Beneath an Opal Moon by Eric Van Lustbader

Beneath an Opal Moon by Eric Van Lustbader

Author:Eric Van Lustbader
Language: eng
Format: epub
ISBN: 9781497654914
Publisher: Open Road Media


Water’s Edge

Calle Córdel was deserted when he arrived.

It was just before midnight, he judged, squinting up at the smudge of moonlight. This, too, was fast disappearing as the cloud cover thickened. He sniffed, could smell it now.

The storm.

He pulled his Daluzan cloak tight about him but the rising wind plucked at its edges, exposing the silken lining.

Had this been one of Milhos Seguillas’? If so, he knew it was a singular honor that the Senhora had given it to him. She was so much a lady—

He looked around him. Shuttered doorways and darkened windows. Only a few flickering night lanterns for company.

Where was Chiisai?

He glanced upward reflexively again but now all traces of moonlight had left the sky. In the distance, he thought he could hear a rolling boom of thunder.

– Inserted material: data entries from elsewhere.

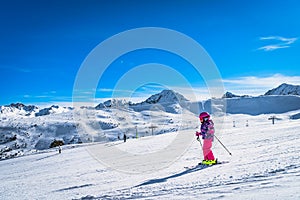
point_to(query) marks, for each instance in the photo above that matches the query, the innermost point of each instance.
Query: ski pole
(199, 141)
(223, 145)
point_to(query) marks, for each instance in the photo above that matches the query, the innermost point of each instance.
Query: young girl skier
(207, 133)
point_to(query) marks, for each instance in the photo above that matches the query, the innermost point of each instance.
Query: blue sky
(254, 44)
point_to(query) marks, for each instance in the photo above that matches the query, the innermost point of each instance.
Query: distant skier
(207, 132)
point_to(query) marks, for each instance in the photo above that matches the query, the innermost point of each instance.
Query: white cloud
(281, 42)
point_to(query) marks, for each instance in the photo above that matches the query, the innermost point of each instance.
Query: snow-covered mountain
(165, 96)
(285, 89)
(231, 95)
(113, 103)
(264, 164)
(167, 100)
(26, 129)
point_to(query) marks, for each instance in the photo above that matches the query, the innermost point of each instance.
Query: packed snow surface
(265, 163)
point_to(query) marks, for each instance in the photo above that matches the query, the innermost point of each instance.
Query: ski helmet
(204, 116)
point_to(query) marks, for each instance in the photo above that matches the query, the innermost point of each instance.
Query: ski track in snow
(264, 164)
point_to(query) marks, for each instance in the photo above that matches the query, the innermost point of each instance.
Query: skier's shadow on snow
(164, 179)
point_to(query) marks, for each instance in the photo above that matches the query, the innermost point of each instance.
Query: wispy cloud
(278, 43)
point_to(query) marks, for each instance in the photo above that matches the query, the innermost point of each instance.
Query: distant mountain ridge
(285, 89)
(166, 96)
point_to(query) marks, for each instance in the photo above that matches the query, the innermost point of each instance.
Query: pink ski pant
(207, 152)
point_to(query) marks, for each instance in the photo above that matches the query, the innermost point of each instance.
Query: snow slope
(27, 129)
(285, 89)
(265, 163)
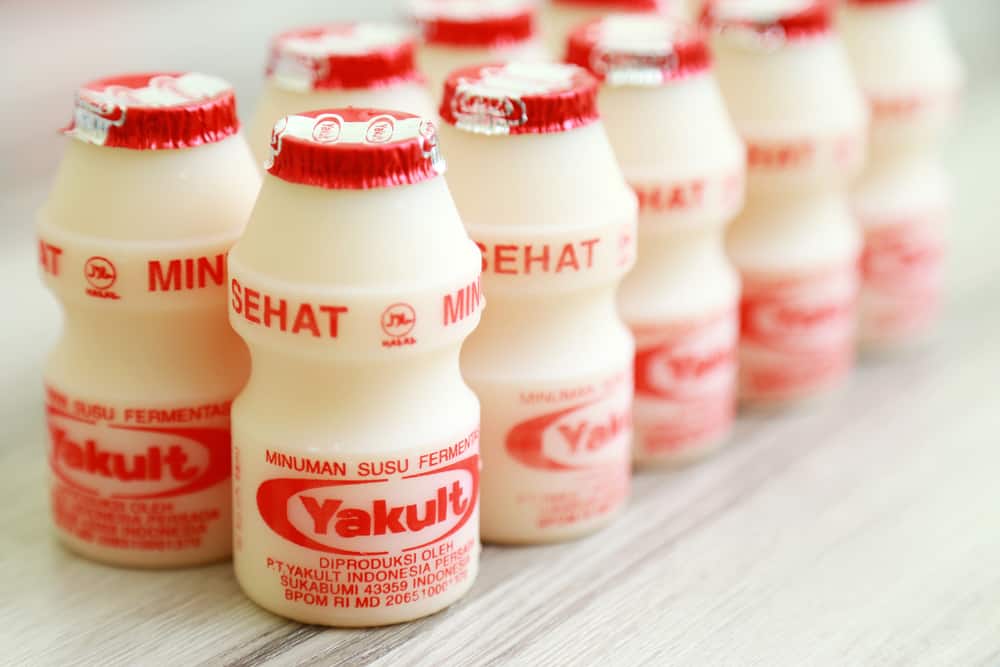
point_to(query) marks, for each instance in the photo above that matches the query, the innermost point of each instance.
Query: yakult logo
(581, 436)
(700, 364)
(365, 517)
(901, 256)
(136, 463)
(805, 314)
(327, 129)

A thin gray dog with a matted coat padded down a side street, stopped, regarded him for a moment, then lifted its leg and urinated against the side of a building. The dog turned and sniffed it before mooching slowly onward, nose to the ground for any trace of something to eat.

The trees whispered their enigmatic sighing song; they bowed slightly.

Past midnight now.

Where was she?

He turned abruptly at a sharp sound. Boots against cobbles. For a moment, they stopped and he turned away. Then they resumed. He turned back.

A woman came into view, tall and long-necked. Her face was in shadow. She stopped when she saw his bulk, tentative now but unafraid.

He saw that she carried a weapon in her left hand, at the ready.

“Who are you?” he said.

She said nothing but continued to stand in the center of the street. There was no one else around. He moved a step closer. The shadows made it impossible for him to tell anything about her. This he did not like.

The knife with the triangular blade was lifted so that he could see its explicit threat.

“Come no closer,” she warned. Her voice floated to him eerily on the night.

He felt the change in atmospheric pressure and the rolling crack of thunder was unmistakable. He stared from the black pool of her face to the knife-blade. With a start, he saw that it was dark and shiny. Blood. This woman had but recently been in some kind of fight.

“Are you in need of help?” he asked.

She stood as immobile and silent as a statue.

“Are you hurt?”

“I am unharmed,” she said after a time. “Will you leave willingly or—” The blade moved a fraction higher.

“I am here to meet someone,” he said. “A friend. I will not move.”

Now she took a step forward, partially into the aureole of light from a nearby lantern, swinging in its cage as the rising wind tossed it. “You are not Daluzan.”

“No.” He saw her face for the first time. Long and narrow and attractive. A strong face, full of character. He wondered who she was. Then it occurred to him that she would be asking herself the same questions. “I am Moichi Annai-Nin of Iskael.”

This statement seemed to quell some of her suspicion and he saw her relax somewhat.